The simplest way to tackle these challenging questions is to resign yourself to never knowing and adopting an approach called ‘Rand cost averaging’.
Rand cost averaging is the process whereby foreign currency is regularly bought/invested in, regardless of what the Rand is trading at. Practically implemented, this might see you investing R1,500 in foreign assets every month via a debit order and never paying attention to what the Rand is doing.
This process will see you acquiring USD at twelve different exchange rates over the course of the year, each rate unlikely being equal to any others. Your average exchange rate at which you bought USD will be lower than the highest, and higher than the lowest. You have chosen to not pretend to know which way the Rand will go and to simply spread out your currency buying over time.
In fairness, you may have prophesized that the Rand was going to depreciate radically next year, so getting USD 3,500 now, was worth it. This may in turn come true, in which case you can pat yourself on the back for a good guess.

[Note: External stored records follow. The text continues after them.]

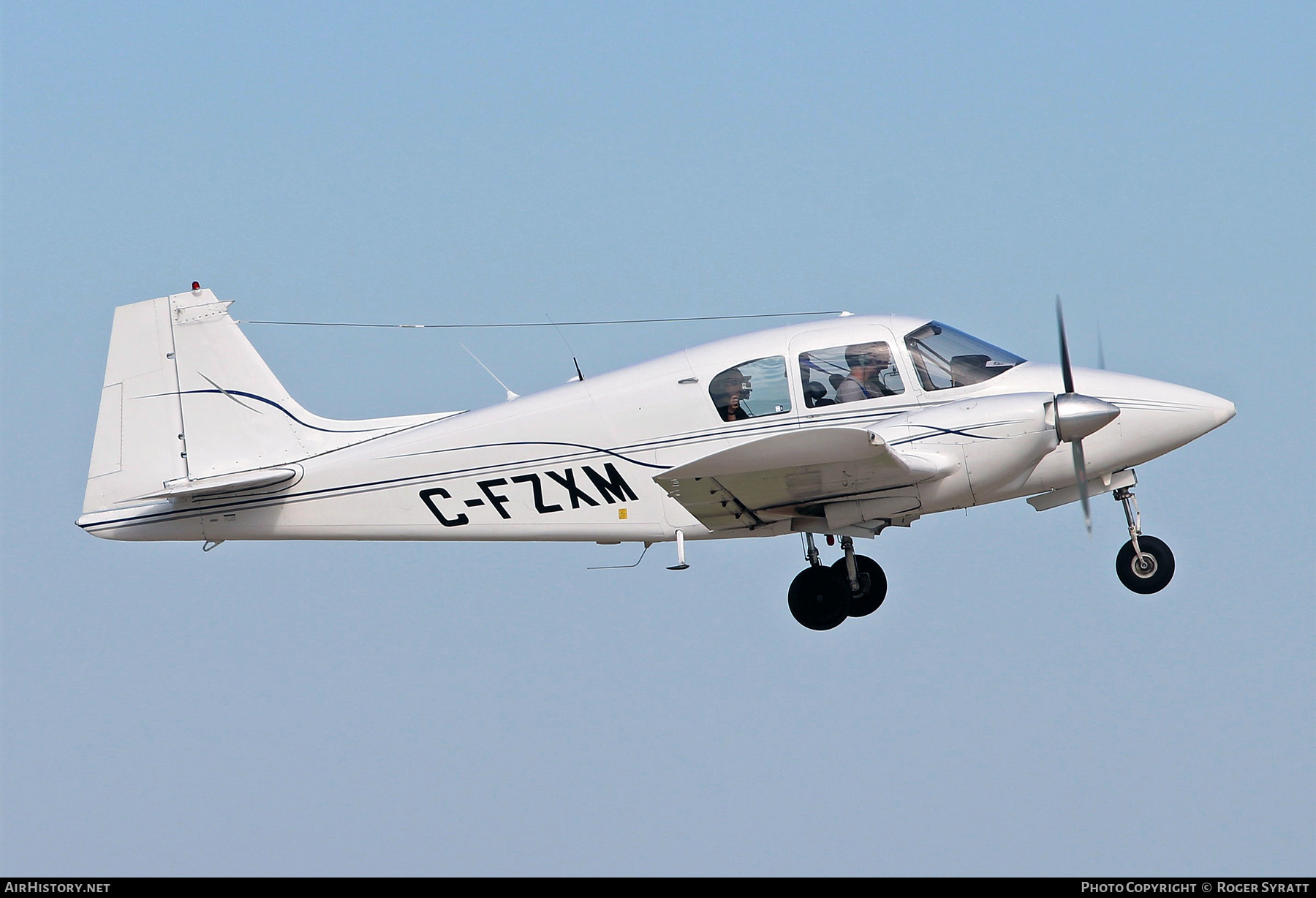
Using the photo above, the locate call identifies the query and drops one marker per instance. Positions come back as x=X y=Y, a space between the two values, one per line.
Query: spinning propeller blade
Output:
x=1081 y=475
x=1079 y=462
x=1065 y=366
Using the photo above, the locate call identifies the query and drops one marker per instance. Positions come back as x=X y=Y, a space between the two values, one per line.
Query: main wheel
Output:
x=1149 y=574
x=873 y=585
x=819 y=600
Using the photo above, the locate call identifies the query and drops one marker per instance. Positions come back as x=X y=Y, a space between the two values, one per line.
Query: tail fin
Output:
x=187 y=399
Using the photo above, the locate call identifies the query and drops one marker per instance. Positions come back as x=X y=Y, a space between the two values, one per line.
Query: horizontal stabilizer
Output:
x=190 y=409
x=225 y=483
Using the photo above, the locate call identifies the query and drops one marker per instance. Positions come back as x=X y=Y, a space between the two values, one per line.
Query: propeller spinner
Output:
x=1078 y=416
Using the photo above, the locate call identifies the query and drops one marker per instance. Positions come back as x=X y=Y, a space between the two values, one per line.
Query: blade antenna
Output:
x=623 y=567
x=510 y=394
x=579 y=377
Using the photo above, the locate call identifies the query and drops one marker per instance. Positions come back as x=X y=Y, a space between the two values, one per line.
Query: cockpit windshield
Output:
x=945 y=357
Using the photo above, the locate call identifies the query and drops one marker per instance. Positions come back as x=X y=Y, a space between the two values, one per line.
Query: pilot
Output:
x=868 y=361
x=728 y=389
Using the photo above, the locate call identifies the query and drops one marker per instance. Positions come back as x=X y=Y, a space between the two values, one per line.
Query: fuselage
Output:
x=578 y=461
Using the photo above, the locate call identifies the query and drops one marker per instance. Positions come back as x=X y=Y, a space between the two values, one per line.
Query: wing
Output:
x=770 y=480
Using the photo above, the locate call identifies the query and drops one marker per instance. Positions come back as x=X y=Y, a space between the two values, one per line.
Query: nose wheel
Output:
x=822 y=597
x=1145 y=564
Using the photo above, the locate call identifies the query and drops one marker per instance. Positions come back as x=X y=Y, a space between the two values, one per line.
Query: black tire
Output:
x=873 y=585
x=819 y=600
x=1157 y=573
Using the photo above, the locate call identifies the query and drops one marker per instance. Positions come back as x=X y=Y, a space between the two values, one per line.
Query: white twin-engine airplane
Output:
x=840 y=427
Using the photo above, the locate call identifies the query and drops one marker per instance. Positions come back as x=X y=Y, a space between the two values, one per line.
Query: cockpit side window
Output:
x=853 y=373
x=945 y=357
x=752 y=389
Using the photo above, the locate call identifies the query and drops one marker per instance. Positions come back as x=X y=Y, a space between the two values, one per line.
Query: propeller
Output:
x=1078 y=416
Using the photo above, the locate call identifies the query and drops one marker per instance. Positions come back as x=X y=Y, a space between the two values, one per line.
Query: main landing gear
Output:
x=822 y=597
x=1145 y=564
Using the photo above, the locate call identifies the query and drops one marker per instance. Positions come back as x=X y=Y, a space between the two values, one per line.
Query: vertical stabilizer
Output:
x=138 y=432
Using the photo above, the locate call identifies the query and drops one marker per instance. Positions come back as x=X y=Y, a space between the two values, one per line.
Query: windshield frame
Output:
x=957 y=374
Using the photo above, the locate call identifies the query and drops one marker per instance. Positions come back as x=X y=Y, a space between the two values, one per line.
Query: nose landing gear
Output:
x=822 y=597
x=1144 y=564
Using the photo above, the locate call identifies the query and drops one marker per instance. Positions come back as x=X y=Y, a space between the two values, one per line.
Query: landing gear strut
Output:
x=822 y=597
x=1145 y=564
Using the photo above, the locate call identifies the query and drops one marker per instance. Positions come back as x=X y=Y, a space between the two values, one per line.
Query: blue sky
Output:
x=366 y=709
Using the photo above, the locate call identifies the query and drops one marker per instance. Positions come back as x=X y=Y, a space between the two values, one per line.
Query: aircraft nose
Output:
x=1223 y=410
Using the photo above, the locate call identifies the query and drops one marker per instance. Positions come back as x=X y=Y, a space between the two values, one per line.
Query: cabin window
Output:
x=945 y=357
x=853 y=373
x=752 y=389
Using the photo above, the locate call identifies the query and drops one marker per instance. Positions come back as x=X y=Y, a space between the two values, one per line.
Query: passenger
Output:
x=868 y=361
x=728 y=389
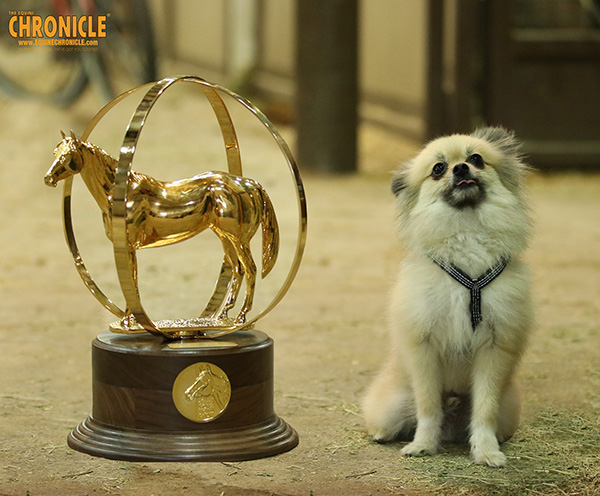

The alternative is also as likely. The Rand may strengthen back down R12.00 in which case had you waited; you could have bought USD 4,200.
The unfortunate reality is that nobody knows which way it will go.
Adopting a Rand cost averaging approach, will ensure a middle-of-the-road average exchange rate for you. Extended over the long-term, it becomes even more refined, smoothing out the spikes and the dips.
To adopt Rand cost averaging is not to admit defeat. Rather, it’s a great way to answer the impossible question as to whether or not now is a good time to invest offshore based on what the exchange rate is doing.
If in the case of our hypothetical R50,000 investor above, you could ‘phase in’ your investment over the next 12 months, or maybe just 6. There would be a 50% chance that you’ll do better than had you bought all your USD today, then again there would be a 50% chance that you’d be worse off.
Remember that personal finance is not about the ‘best’ solution, rather, it’s about a having a workable plan at all.